According to the CLHS in re SORT:
"[the sort] Predicate should return true if and only if the first
argument is strictly less than the second (in some appropriate sense).
If the first argument is greater than or equal to the second (in the
appropriate sense), then the predicate should return false."
I am trying to sort a list of the nodes in DAG where kids know their
parents. My only requirement on the sort result is that no node precede
any of its ancestors (its parent or its parent's parent or etc). Two
siblings, for example, can appear in any order.
My predicate correctly returns T if arg1 is an ascendant of arg2.

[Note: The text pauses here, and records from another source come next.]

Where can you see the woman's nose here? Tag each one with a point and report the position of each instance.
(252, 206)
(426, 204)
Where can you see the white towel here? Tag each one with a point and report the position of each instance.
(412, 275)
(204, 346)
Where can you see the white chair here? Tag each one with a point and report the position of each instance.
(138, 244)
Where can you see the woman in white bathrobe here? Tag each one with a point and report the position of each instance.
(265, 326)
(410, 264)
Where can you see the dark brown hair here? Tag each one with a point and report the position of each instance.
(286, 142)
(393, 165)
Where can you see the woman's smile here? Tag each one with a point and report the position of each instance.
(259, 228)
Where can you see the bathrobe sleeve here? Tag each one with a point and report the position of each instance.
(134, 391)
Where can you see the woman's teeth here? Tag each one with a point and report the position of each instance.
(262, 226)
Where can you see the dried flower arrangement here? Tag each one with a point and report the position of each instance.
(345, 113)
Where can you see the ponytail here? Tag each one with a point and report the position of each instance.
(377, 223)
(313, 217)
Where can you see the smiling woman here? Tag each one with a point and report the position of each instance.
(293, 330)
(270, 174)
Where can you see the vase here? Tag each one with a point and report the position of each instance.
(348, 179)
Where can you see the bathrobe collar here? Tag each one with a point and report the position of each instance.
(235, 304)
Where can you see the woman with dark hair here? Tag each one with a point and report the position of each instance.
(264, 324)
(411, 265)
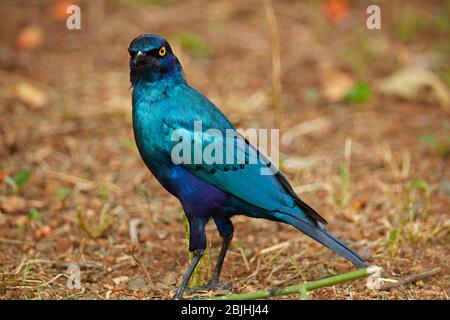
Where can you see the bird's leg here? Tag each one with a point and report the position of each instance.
(197, 245)
(197, 256)
(226, 232)
(214, 282)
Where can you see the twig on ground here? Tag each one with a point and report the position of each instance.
(411, 279)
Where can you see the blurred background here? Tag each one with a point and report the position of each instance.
(364, 138)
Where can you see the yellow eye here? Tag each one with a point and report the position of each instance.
(162, 51)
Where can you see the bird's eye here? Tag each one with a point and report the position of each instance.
(162, 51)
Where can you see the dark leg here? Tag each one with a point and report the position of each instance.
(223, 252)
(197, 245)
(226, 230)
(197, 256)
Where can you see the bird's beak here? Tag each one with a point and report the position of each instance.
(136, 58)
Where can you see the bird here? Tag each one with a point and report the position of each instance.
(164, 105)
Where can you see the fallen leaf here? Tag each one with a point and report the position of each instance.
(120, 280)
(336, 10)
(31, 96)
(13, 204)
(59, 9)
(62, 244)
(30, 37)
(45, 231)
(416, 84)
(336, 85)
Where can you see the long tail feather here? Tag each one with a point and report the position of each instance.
(324, 237)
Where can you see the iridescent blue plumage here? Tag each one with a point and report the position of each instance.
(163, 102)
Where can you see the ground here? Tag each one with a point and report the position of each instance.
(73, 185)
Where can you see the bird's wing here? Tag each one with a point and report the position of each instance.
(244, 172)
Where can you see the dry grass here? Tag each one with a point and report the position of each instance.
(382, 190)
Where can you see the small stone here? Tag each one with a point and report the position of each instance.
(137, 284)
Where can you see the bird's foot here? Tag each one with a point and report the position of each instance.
(213, 285)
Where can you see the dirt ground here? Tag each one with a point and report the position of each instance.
(73, 189)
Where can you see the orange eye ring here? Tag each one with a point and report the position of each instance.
(162, 51)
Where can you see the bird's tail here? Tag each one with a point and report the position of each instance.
(321, 235)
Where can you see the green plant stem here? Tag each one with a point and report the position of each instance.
(301, 289)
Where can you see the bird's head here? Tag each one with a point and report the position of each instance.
(152, 59)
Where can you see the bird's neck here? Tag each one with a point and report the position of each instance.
(150, 92)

Otherwise it returns nil. So nil means either that arg2 is an ascendant
of arg1, or that neither is an ascendant of the other. My reading of the
above CLHS excerpt tells me SORT is fine with that.
My nodes ain't getting sorted correctly. In at least one case, a kid
comes out before an ascendant (its parent, as it happens).
I observe that the two never get compared directly. I realize that would
not always be necessary, but printing out all the comparisons I find
only two out of some two or three dozen that test out to be True. So
that is not a lot of information by which to sort quite a few things
(have not counted them up, but around twenty).
I am about to start whittling the thing down to where I have a literal
list and some simpler code to play with so I can easily test in other
Lisps, but I thought I would drop by here to find out if I am missing
something subtle about sorting.
kenny
Kenny Tilton wrote:
> I am trying to sort a list of the nodes in DAG where kids know their
> parents. My only requirement on the sort result is that no node precede
> any of its ancestors (its parent or its parent's parent or etc). Two
> siblings, for example, can appear in any order.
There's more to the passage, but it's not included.